When deciding whether to enforce a non-solicit or non-compete clause, the courts will distinguish between clauses that arise in an employment context as opposed to those that arise from a sale of business.
Those that arise in an employment context are construed much more strictly, based on a presumption of inequality of bargaining power between employer and employee. By contrast, where the owner of a business sells it and agrees as part of the sale to be bound by a non-solicit or non-compete, the court presumes an equality of bargaining power. As such, the courts are more apt to enforce clauses negotiated as part of a sale of a business.

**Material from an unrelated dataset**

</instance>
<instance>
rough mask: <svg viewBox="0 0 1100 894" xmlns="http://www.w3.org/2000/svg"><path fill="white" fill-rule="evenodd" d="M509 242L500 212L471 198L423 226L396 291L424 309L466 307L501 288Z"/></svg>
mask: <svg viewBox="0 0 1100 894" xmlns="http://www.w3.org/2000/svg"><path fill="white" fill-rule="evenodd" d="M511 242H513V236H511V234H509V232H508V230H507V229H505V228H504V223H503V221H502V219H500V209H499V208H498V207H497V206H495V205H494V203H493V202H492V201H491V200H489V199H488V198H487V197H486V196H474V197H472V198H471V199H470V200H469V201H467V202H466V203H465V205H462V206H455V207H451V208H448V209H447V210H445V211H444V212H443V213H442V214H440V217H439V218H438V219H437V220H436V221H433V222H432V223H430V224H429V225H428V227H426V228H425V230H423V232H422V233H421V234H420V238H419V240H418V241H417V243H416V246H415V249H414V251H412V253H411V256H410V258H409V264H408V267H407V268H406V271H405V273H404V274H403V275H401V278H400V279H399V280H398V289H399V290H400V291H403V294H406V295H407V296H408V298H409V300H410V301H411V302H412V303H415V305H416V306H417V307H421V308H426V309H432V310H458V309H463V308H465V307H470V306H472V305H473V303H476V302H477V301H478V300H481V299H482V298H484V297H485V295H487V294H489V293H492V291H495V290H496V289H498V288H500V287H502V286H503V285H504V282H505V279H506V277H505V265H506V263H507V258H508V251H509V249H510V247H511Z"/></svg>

In this case, the unique structure of the agreement the investment advisor negotiated with his firm to move his book of business there led the court to consider the non-solicitation clause part of a sale of a business. In joining Mandeville Private Client Inc., Santucci negotiated a deal that included significant equity in Mandeville’s parent company, an interest free loan and, notably, payment to him of $390,000 for purchase of assets, which consisted mainly of the goodwill in the 240 clients in his book of business. The court found that these arrangements, particularly the purchase of the goodwill in the clients, was by no means Mandeville’s “standard method of doing business” and that “This was a negotiated arrangement.”
Applying the sale-of-a-business lens to the two year restricting on soliciting of clients, the court held the clause to be reasonable and enforceable.
Canadian case law states that when an employer dismisses an employee without cause, it has “repudiated” the employment agreement and accordingly any non-competition or non-solicitation clauses in that agreement are not enforceable. This is known as the General Billposting principle, after a decision from the English House of Lords that has been applied by Canadian courts.
Occasionally, departed investment advisors have raised the General Billposting principle and argued that their non-solicits are not enforceable as they were wrongfully or constructively dismissed. This was the case in the Merit Group decision, where an advisor who sold mutual funds was dismissed. His employer alleged cause for dismissal after discovering he had granted access to its computer systems to a competitor – his future employer – for the purpose of downloading client information and then began soliciting those clients to transfer their accounts, all before his planned departure.
After terminating the advisor for cause, Merit also commenced a claim against him for breach of his non-solicitation clause, amongst other things. The advisor argued that his non-solicit was not enforceable, as he had been constructively dismissed. He argued that his former firm had failed to provide adequate administrative support, failed to pay him in a timely way and failed to refer work.
The court rejected these arguments, finding the firm had just cause for dismissal, and awarded damages against the advisor.